Michael Powell's first independent film, "The Edge of the World" (1936) was shot on( the very forbidding) location on the westernmost of the Shetland Islands, Foula (called "Hirta" in the movie), is an almost ethnographic record of life on the edge economically as well as geographically. Eventually, the inhabitants give the island up, as had occurred on one of the Orkney Islands (St. Kilda) in 1930. A 1978 documentary, the last movie Powell made, "Return to the Edge of the World" show that the location used still had the same families and that the islanders and the film-makers liked each other.
In the 1936 movie there is a very harsh father (John Laurie) unwilling to abandon the way of live of the ancestors. He approves a very dangerous race up very steep cliffs (rising 1220 feet out of the North Sea) and does not accept responsibility). In the oncoming social change, in the theme of forbidden love in an exotic, island locale, in the ethnographic focus, and in the painterly compositions, the movie reminds me of Murnau's final masterpiece, "Tabü," though that was filmed on warmer islands. Both have archetypal vexed loves (between characters played by Belle Chrystall and Niall MacGinnis), though the one in "Edge" is forbidden by the father rather than by tribal law.

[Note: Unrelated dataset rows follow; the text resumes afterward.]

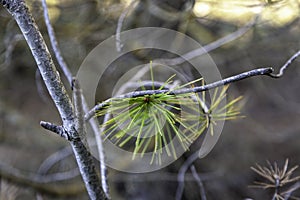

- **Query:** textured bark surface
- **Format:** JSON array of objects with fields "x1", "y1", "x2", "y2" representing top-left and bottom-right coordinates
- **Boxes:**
[{"x1": 0, "y1": 0, "x2": 106, "y2": 199}]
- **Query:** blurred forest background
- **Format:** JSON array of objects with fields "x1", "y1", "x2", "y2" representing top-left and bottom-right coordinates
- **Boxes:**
[{"x1": 0, "y1": 0, "x2": 300, "y2": 200}]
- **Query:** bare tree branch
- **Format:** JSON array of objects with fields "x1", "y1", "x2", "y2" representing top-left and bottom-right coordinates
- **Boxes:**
[
  {"x1": 0, "y1": 0, "x2": 106, "y2": 199},
  {"x1": 42, "y1": 0, "x2": 72, "y2": 83},
  {"x1": 116, "y1": 0, "x2": 138, "y2": 52},
  {"x1": 42, "y1": 0, "x2": 110, "y2": 197},
  {"x1": 270, "y1": 50, "x2": 300, "y2": 78}
]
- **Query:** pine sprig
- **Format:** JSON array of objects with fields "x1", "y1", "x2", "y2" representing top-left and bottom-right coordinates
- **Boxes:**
[{"x1": 97, "y1": 69, "x2": 242, "y2": 164}]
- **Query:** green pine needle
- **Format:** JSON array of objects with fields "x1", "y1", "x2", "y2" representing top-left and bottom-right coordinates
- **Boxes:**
[{"x1": 97, "y1": 64, "x2": 242, "y2": 164}]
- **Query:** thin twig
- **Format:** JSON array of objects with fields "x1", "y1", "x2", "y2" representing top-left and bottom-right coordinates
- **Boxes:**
[
  {"x1": 42, "y1": 0, "x2": 110, "y2": 198},
  {"x1": 72, "y1": 78, "x2": 87, "y2": 145},
  {"x1": 116, "y1": 0, "x2": 137, "y2": 52},
  {"x1": 270, "y1": 50, "x2": 300, "y2": 78},
  {"x1": 42, "y1": 0, "x2": 72, "y2": 83},
  {"x1": 190, "y1": 165, "x2": 206, "y2": 200},
  {"x1": 37, "y1": 146, "x2": 72, "y2": 174},
  {"x1": 40, "y1": 121, "x2": 70, "y2": 140},
  {"x1": 175, "y1": 150, "x2": 199, "y2": 200},
  {"x1": 85, "y1": 68, "x2": 273, "y2": 120},
  {"x1": 0, "y1": 0, "x2": 107, "y2": 199}
]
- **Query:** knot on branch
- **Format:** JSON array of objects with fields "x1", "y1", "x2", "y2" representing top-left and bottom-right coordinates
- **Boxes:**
[{"x1": 40, "y1": 121, "x2": 71, "y2": 141}]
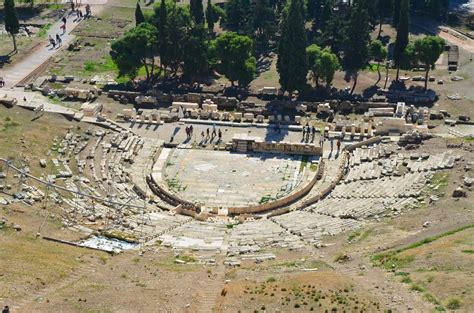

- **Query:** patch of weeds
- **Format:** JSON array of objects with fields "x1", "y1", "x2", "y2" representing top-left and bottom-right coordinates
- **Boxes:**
[
  {"x1": 334, "y1": 254, "x2": 350, "y2": 263},
  {"x1": 446, "y1": 298, "x2": 462, "y2": 310},
  {"x1": 99, "y1": 255, "x2": 109, "y2": 264},
  {"x1": 258, "y1": 195, "x2": 274, "y2": 204},
  {"x1": 410, "y1": 283, "x2": 425, "y2": 292},
  {"x1": 38, "y1": 23, "x2": 52, "y2": 38},
  {"x1": 2, "y1": 116, "x2": 20, "y2": 131},
  {"x1": 176, "y1": 254, "x2": 196, "y2": 263},
  {"x1": 300, "y1": 155, "x2": 308, "y2": 173},
  {"x1": 132, "y1": 256, "x2": 140, "y2": 264},
  {"x1": 372, "y1": 252, "x2": 415, "y2": 270},
  {"x1": 423, "y1": 292, "x2": 441, "y2": 305},
  {"x1": 347, "y1": 229, "x2": 372, "y2": 242}
]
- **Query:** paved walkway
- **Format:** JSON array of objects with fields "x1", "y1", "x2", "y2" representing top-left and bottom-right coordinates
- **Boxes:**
[{"x1": 0, "y1": 5, "x2": 102, "y2": 89}]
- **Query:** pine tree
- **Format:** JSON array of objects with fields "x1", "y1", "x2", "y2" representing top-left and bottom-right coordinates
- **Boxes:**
[
  {"x1": 252, "y1": 0, "x2": 277, "y2": 45},
  {"x1": 157, "y1": 0, "x2": 169, "y2": 70},
  {"x1": 135, "y1": 2, "x2": 145, "y2": 26},
  {"x1": 393, "y1": 0, "x2": 410, "y2": 80},
  {"x1": 206, "y1": 0, "x2": 216, "y2": 34},
  {"x1": 189, "y1": 0, "x2": 204, "y2": 25},
  {"x1": 392, "y1": 0, "x2": 401, "y2": 28},
  {"x1": 4, "y1": 0, "x2": 20, "y2": 52},
  {"x1": 277, "y1": 0, "x2": 308, "y2": 97},
  {"x1": 343, "y1": 3, "x2": 370, "y2": 94}
]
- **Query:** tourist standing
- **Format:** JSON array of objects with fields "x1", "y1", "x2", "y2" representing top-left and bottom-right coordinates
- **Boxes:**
[{"x1": 56, "y1": 34, "x2": 63, "y2": 48}]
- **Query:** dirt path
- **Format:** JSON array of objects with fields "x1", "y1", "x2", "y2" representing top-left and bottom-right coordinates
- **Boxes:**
[
  {"x1": 1, "y1": 3, "x2": 103, "y2": 88},
  {"x1": 12, "y1": 258, "x2": 99, "y2": 312}
]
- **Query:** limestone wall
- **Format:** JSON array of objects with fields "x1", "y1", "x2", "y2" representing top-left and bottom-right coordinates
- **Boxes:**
[
  {"x1": 228, "y1": 161, "x2": 324, "y2": 215},
  {"x1": 344, "y1": 136, "x2": 382, "y2": 152},
  {"x1": 300, "y1": 152, "x2": 349, "y2": 208},
  {"x1": 146, "y1": 175, "x2": 199, "y2": 212},
  {"x1": 251, "y1": 142, "x2": 323, "y2": 155}
]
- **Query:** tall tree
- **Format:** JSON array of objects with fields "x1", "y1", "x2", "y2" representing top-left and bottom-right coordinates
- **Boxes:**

Lambert Williamson's music is sometimes effective, sometimes overwrought, often choral, and pretty much almost foregrounded. The acting is better in Powell's later "I Know Where I'm Going." The scenery is more spectacular in "Edge." The scenes of the race were obviously dangerous to film. (Powell's autobiography relates that both actors and cameramen had to be rescued with ropes multiple times.) The shots of the racing youths are intercut with shots of the women and the minister and the men in the boats below watching in montage right out of Eisenstein, who also used many closeups in his montages, most notably the Potemkin steps one. " There is also a race against time through a gale at the melodramatic end with the life of an infant at risk.
I think that the plots of both Powell's Scottish movies are unoriginal, and it is mildly amusing that Powell differentiated "Edge" from Robert Flaherty's earlier movie about a dying way of life on other North Sea islands, "Man of Aran," by saying Flaherty didn't have a story, whereas his own movie had drama. (On the other had, Flaherty claimed to be making documentaries and set up much of what he recorded.) Powell had some folk myth confrontations (not all that different from those in the medieval The Sagas of the Icelanders, set somewhat further northeast), a lot of travelog shots, and not much of a story either.
The shoot took longer than expected and the production was running out of moneyand, perhaps, film stock on the very remote locationwhich probably accounts for the rushed ending after a leisurely paced cinematic outing in the North Atlantic.